第258章

    樊哙豪爽惯了,啜饮有些要他命。
    他撅着嘴巴吸了好几下,砸吧砸吧嘴,道:“去!”
    有酒有肉的地方,为何不去!
    “樊樊,做人脑筋可别太简单了。”卢绾思虑比较重,有些不安,“她可不像无故施舍的人。她越是大方,证明她所图越大。”
    周勃疑惑:“我们几个穷鬼,有什么可图的?”
    全场霎时缄默,默默转头看他。
    就连最稳重的萧何,都禁不住一噎。
    “你说的很有道理。”曹参拍了拍他的肩膀,“但是下次别这么直言了。直言伤我心。”
    周勃:“……”
    醒醒罢。
    他们就是一无所有!
    “小鸡,你怎么看?”卢绾扭头看审食其。
    审食其:“……”
    不要叫他小鸡!
    然而他对此习惯了,也没真生气,只白了卢绾一眼,说:“若有机会,吾必自荐。”
    只要有机会,他就会死死抓住。
    绝不放过。
    夏侯婴沉吟,片刻后,看向刘邦:“季作何想法?”
    他总觉得,刘邦问出这样的话,已是打定主意,想要去往华胥国。
    刘邦转动手中碗,看里面月色被波澜推乱。
    他说:“吾欲往。

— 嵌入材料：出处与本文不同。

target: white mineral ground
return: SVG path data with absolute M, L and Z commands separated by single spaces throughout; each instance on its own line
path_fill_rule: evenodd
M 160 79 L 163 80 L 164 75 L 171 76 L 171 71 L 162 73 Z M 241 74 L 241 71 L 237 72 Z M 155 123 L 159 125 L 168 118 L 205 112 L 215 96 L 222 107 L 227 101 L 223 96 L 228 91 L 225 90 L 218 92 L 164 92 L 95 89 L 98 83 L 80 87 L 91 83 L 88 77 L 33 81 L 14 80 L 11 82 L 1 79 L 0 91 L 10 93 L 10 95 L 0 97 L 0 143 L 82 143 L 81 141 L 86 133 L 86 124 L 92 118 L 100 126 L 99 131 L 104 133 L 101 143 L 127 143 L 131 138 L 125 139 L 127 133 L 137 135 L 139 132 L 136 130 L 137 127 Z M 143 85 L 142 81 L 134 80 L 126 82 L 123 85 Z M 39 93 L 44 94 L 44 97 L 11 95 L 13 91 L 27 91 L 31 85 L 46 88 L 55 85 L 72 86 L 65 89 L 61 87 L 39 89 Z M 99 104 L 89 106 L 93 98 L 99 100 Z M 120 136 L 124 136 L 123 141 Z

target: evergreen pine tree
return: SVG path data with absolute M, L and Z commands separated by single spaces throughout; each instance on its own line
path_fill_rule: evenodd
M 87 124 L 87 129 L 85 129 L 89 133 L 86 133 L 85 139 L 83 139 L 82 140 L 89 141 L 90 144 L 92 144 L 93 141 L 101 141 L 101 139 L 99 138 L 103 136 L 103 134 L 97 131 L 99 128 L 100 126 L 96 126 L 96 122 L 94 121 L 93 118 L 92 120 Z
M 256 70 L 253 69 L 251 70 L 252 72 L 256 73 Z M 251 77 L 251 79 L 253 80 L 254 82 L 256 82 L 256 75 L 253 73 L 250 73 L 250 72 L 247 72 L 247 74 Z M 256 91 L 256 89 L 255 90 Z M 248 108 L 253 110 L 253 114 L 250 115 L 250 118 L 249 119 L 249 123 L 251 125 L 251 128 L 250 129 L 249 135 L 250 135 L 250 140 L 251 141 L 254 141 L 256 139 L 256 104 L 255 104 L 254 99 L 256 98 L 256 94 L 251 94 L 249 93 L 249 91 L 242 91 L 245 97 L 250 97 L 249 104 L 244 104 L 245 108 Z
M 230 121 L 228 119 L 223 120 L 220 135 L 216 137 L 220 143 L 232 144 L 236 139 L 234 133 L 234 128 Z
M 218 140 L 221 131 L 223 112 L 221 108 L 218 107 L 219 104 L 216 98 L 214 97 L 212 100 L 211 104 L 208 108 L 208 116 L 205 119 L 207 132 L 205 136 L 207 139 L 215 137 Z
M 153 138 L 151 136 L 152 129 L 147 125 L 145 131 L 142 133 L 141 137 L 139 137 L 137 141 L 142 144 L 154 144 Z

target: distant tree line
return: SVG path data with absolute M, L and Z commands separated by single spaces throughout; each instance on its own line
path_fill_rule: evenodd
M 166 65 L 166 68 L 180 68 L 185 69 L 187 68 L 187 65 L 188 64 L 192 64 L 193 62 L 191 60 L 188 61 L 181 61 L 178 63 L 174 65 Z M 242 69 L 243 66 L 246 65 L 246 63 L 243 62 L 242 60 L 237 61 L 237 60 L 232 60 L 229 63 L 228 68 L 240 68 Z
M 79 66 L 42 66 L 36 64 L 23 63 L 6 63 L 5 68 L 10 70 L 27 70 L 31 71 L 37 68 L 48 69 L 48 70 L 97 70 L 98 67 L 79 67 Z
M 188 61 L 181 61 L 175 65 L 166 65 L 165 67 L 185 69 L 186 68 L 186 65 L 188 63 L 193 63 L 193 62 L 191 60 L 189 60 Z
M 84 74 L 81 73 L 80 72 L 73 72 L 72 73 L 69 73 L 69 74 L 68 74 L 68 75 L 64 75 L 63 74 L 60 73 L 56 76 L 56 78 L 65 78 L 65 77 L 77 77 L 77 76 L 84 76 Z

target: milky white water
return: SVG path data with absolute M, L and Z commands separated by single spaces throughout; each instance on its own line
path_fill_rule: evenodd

”
    不仅为五斗米,还因为对方身上气度。
    哪怕华胥还只是一片焦土,他都相信对方能铸造起一片繁华。
    未曾开拓算什么。
    楚人起于山林,先祖筚路蓝缕,开山辟野,不也成楚。
    便是秦人,商君之前亦是处处乱石荒土。
    “人若不能为明主。”他举起碗来,遥遥敬明月,“总得追随一方明主,以成功业。”
    秦去暂时无望,那便到华胥看看去。
    卢绾、萧何与夏侯婴一听,便知道他打定了主意要去。
    夏侯婴于是道:“我与你同去。”
    刘邦是个有本事的人,他决定一切事情都听他的。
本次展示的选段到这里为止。